Page 5 of The Last Viking


  "You are making my head ache, Merry-Death. Who in bloody hell is Magnus Andersen?"

  "Andersen built a replica of the Godstad ship in 1893. To prove how seaworthy a Viking ship was, he sailed it from Norway to Newfoundland in just twenty-eight days, despite several storms. Since boyhood, Gramps was inspired to do the same, in reverse."

  "Was your grandsire of Norse origins?"

  She shook her head. "Gramps just believed there was much that could be learned from the Viking way of life, and especially Viking shipbuilding. This is a tech-ing college, and he always said that planning, hard work, and persistence, the talents teamed in actually building a ship... well, all these things would help a student in any walk of life."

  " 'Tis true, 'tis true," Rolf agreed, nodding his head.

  "Gramps died before he could complete his dream."

  She wiped her eyes, then looked at Rolf with determination. "But I'm going to complete the project for him."

  "I understand."

  "You do? No one else does. Certainly not my parents, or my ex-husband."

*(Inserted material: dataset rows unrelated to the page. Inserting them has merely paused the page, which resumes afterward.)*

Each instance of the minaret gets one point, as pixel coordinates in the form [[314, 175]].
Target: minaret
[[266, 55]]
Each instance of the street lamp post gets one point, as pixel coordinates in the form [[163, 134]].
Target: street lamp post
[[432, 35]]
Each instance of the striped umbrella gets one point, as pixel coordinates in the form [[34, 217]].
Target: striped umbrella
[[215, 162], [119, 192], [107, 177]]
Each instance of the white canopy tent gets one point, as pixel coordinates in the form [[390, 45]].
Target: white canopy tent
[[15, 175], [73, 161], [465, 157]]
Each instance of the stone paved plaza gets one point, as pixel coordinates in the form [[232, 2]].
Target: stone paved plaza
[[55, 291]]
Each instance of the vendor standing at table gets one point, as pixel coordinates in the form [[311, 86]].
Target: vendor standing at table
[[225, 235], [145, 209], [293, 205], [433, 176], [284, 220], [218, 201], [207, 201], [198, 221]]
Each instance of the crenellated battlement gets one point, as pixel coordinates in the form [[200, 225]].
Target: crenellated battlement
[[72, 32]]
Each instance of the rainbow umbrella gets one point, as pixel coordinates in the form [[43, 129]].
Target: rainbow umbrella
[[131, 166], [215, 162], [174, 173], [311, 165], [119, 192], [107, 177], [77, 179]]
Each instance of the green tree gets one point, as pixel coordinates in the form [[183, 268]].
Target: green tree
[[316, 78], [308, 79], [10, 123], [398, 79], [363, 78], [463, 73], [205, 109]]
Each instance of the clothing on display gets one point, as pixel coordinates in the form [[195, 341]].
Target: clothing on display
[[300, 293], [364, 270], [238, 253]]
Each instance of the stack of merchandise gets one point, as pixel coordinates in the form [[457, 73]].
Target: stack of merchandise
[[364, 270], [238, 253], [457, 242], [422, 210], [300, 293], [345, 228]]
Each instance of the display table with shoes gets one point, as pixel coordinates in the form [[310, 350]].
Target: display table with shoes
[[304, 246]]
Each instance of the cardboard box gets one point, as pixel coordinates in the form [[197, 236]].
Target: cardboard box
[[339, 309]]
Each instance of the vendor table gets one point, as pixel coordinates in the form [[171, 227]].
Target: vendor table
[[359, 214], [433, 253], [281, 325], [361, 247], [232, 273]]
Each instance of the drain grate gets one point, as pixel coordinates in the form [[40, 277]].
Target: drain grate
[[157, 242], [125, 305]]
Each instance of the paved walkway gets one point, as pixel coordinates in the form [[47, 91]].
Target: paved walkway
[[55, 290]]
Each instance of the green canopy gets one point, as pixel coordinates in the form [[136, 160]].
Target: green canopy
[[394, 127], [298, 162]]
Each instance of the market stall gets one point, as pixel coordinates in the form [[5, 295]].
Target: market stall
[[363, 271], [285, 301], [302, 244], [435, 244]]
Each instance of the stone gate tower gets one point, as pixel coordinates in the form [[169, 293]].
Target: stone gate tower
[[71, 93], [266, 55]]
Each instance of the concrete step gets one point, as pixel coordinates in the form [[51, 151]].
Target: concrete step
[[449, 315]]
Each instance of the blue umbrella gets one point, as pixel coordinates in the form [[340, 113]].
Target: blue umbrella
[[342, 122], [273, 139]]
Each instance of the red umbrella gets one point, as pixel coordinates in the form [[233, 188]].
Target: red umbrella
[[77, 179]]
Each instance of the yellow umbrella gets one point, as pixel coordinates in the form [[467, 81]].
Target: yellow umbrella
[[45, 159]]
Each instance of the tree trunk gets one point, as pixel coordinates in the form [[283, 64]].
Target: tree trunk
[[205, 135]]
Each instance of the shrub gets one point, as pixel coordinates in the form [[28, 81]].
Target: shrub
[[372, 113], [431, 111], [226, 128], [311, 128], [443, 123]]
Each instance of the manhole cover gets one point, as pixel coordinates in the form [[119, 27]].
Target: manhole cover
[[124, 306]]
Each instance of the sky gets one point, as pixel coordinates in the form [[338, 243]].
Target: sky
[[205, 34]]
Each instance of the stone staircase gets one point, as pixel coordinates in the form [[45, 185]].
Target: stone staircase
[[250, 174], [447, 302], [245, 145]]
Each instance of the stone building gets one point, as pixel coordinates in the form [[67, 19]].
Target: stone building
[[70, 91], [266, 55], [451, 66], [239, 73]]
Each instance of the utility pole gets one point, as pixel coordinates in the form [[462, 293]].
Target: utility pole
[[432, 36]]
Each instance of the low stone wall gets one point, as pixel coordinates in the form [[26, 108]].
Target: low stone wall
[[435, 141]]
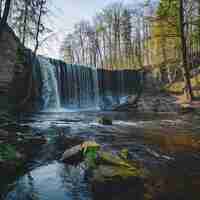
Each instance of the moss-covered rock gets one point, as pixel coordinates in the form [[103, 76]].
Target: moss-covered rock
[[105, 120], [117, 182]]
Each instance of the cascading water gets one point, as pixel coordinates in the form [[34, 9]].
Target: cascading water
[[74, 86], [50, 94]]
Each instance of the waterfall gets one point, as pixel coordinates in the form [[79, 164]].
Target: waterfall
[[50, 94], [74, 86]]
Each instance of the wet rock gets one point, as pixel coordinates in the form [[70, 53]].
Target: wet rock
[[79, 152], [117, 182], [105, 120], [64, 142], [185, 109], [73, 155]]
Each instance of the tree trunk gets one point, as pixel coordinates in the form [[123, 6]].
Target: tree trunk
[[25, 22], [185, 53]]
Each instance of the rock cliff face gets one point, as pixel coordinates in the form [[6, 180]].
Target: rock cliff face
[[15, 71], [9, 44]]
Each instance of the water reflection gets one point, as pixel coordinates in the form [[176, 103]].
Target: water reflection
[[167, 145], [53, 181]]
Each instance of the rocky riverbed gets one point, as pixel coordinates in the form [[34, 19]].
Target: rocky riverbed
[[165, 146]]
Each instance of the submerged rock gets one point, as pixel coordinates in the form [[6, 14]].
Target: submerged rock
[[73, 155], [112, 176], [105, 120], [117, 183], [116, 178]]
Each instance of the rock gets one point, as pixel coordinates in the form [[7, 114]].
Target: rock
[[110, 159], [117, 183], [65, 142], [105, 120], [185, 109], [77, 153], [73, 155]]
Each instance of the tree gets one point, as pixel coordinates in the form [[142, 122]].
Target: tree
[[184, 51]]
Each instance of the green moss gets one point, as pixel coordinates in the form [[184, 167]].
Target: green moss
[[105, 121], [107, 172], [178, 87]]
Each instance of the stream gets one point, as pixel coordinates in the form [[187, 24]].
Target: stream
[[167, 145]]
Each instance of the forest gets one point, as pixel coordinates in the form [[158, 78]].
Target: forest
[[99, 99]]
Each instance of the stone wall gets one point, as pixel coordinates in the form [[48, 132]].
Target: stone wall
[[8, 48]]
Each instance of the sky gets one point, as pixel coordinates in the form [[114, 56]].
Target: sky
[[64, 14]]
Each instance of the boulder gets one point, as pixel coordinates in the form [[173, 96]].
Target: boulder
[[117, 182], [77, 153], [73, 155], [105, 120]]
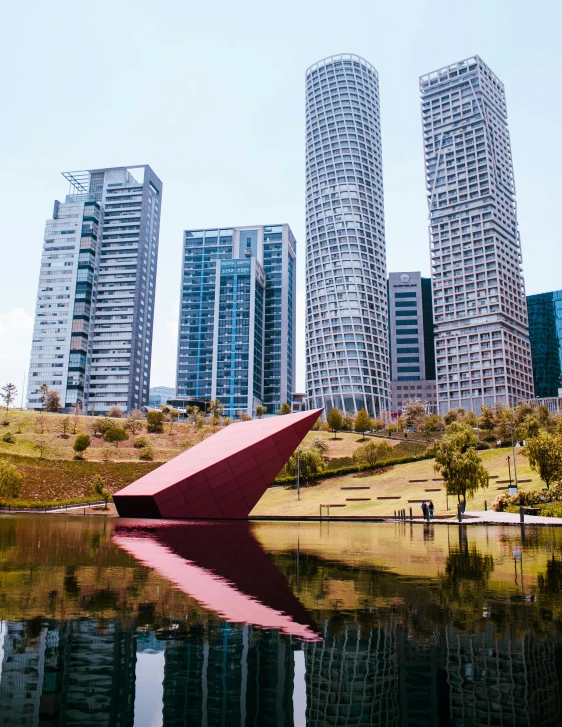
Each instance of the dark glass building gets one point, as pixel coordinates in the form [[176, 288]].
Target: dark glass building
[[545, 331]]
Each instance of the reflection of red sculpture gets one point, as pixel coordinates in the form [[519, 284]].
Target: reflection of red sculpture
[[220, 478], [223, 567]]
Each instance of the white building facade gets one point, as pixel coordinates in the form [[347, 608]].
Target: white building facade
[[347, 356], [92, 339], [481, 330]]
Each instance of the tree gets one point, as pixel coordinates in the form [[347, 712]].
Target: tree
[[9, 393], [52, 401], [362, 422], [347, 422], [371, 453], [530, 427], [154, 422], [146, 454], [81, 443], [545, 457], [458, 462], [43, 390], [133, 425], [10, 479], [320, 444], [487, 420], [309, 462], [65, 424], [76, 411], [99, 488], [215, 408], [42, 447], [115, 434], [335, 421], [172, 414], [433, 423], [414, 414]]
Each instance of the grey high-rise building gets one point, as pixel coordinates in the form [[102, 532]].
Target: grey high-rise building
[[237, 319], [483, 353], [92, 338], [412, 353], [347, 358]]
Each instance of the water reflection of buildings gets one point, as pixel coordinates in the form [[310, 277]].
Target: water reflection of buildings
[[235, 676], [352, 678], [79, 673], [82, 672], [508, 681]]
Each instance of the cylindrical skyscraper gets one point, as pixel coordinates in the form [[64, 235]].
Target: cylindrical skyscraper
[[347, 359]]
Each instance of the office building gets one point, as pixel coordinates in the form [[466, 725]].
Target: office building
[[347, 358], [160, 395], [92, 338], [483, 354], [412, 353], [237, 318], [545, 332]]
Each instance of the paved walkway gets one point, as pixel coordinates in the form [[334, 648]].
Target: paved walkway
[[510, 518]]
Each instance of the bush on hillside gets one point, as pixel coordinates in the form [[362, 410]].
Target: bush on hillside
[[10, 480], [141, 442], [155, 421]]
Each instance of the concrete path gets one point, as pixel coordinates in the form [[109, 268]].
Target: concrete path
[[510, 518]]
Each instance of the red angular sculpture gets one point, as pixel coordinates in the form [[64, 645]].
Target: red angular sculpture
[[221, 478]]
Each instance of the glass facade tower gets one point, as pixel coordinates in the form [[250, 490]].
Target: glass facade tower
[[92, 339], [545, 331], [482, 347], [237, 320], [347, 357]]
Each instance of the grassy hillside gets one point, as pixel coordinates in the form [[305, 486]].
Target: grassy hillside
[[396, 482]]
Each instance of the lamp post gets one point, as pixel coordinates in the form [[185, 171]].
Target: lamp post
[[513, 453]]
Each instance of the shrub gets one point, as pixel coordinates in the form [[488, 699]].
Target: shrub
[[115, 434], [155, 421], [101, 425], [10, 480], [81, 443], [146, 454]]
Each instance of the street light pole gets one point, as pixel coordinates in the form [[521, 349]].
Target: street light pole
[[298, 474], [513, 453]]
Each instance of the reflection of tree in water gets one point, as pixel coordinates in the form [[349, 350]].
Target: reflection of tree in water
[[462, 587], [550, 583]]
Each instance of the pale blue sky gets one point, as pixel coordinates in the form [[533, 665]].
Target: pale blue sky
[[211, 95]]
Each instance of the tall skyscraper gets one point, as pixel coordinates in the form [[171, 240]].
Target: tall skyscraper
[[92, 339], [482, 340], [347, 359], [237, 319], [412, 352], [545, 331]]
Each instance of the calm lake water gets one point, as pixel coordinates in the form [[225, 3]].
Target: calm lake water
[[122, 622]]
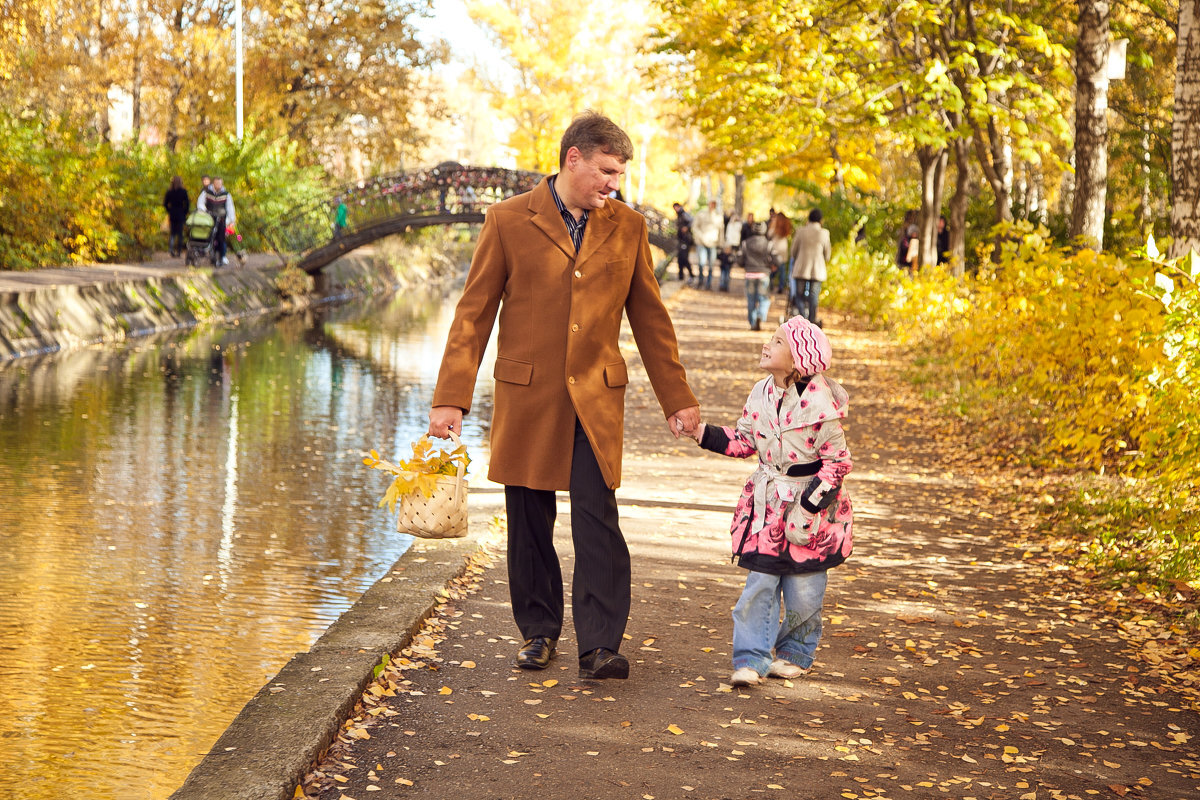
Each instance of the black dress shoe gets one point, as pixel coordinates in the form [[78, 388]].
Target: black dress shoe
[[537, 653], [603, 663]]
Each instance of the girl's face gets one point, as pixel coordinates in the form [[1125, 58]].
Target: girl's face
[[777, 355]]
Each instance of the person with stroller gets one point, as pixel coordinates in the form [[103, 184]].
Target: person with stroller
[[755, 257], [811, 251], [177, 203], [217, 202]]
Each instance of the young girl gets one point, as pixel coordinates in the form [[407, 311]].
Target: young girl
[[792, 521]]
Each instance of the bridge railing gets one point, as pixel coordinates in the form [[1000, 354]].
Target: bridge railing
[[445, 193], [442, 190]]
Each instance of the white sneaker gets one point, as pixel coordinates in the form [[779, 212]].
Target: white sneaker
[[744, 677], [780, 668]]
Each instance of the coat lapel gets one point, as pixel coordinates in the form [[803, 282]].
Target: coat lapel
[[601, 223], [547, 218]]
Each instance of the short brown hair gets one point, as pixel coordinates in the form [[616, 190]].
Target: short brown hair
[[592, 131]]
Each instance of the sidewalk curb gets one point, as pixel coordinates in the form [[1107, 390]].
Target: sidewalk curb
[[269, 746]]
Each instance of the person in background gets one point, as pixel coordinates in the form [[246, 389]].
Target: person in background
[[205, 181], [745, 227], [178, 204], [725, 263], [732, 230], [708, 238], [943, 240], [811, 252], [216, 200], [779, 230], [685, 239], [755, 257]]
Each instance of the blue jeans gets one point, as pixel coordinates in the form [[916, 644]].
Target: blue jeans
[[805, 294], [757, 629], [706, 257], [757, 300]]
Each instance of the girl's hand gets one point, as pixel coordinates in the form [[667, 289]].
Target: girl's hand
[[696, 433]]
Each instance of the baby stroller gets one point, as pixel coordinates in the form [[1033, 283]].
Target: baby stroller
[[198, 238]]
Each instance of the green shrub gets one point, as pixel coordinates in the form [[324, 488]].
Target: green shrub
[[862, 283]]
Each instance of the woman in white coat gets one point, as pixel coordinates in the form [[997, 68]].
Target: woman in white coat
[[811, 251]]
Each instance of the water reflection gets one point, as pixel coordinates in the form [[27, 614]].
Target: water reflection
[[181, 516]]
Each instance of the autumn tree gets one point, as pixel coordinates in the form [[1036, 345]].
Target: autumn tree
[[559, 59], [1091, 124], [1186, 134]]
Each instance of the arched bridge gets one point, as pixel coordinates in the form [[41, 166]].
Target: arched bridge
[[393, 204]]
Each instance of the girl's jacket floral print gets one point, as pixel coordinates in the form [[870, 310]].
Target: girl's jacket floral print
[[792, 515]]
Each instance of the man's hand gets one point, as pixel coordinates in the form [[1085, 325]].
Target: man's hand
[[443, 419], [684, 421]]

  "Though I am loathe to say so, you and I have much in common. Like your grandsire, my father gave me a mission. Until it is complete, I cannot rest."

  His perception disconcerted Meredith for a moment.

  "Well, anyhow, that's why I'm on a one-year sabbatical from Columbia, where I'm a professor of medieval studies. I've taken Gramps's place on the staff of Oxley College until the Trondheim project is completed."

  Rolf stared at her blankly.

  "What?" she asked. "What's wrong?"

  "Half of your words have no meaning to me. What language is this you... we are speaking?" He rubbed the clasp of his belt while he spoke, as if for luck, or answer.

  "English."

  "It can't be. I speak both Norse and English, which are much alike, and your words come from neither."

  "Like what words?" Geez, this guy's games wore thin. Okay, he seemed knowledgeable about shipbuilding, but did he have to keep up the pretense of being a Viking? "Give me an example."

  "Like profess-whore. I can hardly credit you as a whore."

  "I beg your pardon," she bristled. "Professor is another name for a teacher."

  "Call-ledge?"

  She frowned, then laughed. "You mean college. That's a school... usually for young men and women between the ages of eighteen and twenty-two."

  "Now I know you speak pure drivel. Men are only past the age of schooling by eighteen. Either they tend their own estates or fight their king's wars. And women... women are well into breeding by then."

  "Give me a break! Listen, Rolf, I have too many problems to continue with this charade of yours. So, knock it off, and—"

  "What is this made-heave-all you prattle about? Did you say you teach made-heave-all? Earlier this evening, you called yourself a dock-whore, and now you claim to be a profess-whore... a woman teacher.

  "I think not."

  Dock-whore? Oh, he means doctor. She should refuse to answer any more of his absurd questions, but his furrowed brow appeared genuine. Meredith was getting alarmed. He really might be a mental case.

  Even so, taking a deep breath, she explained, "Medieval refers to the period from the sixth to the sixteenth century. My specialty is tenth-to twelfth-century Britain."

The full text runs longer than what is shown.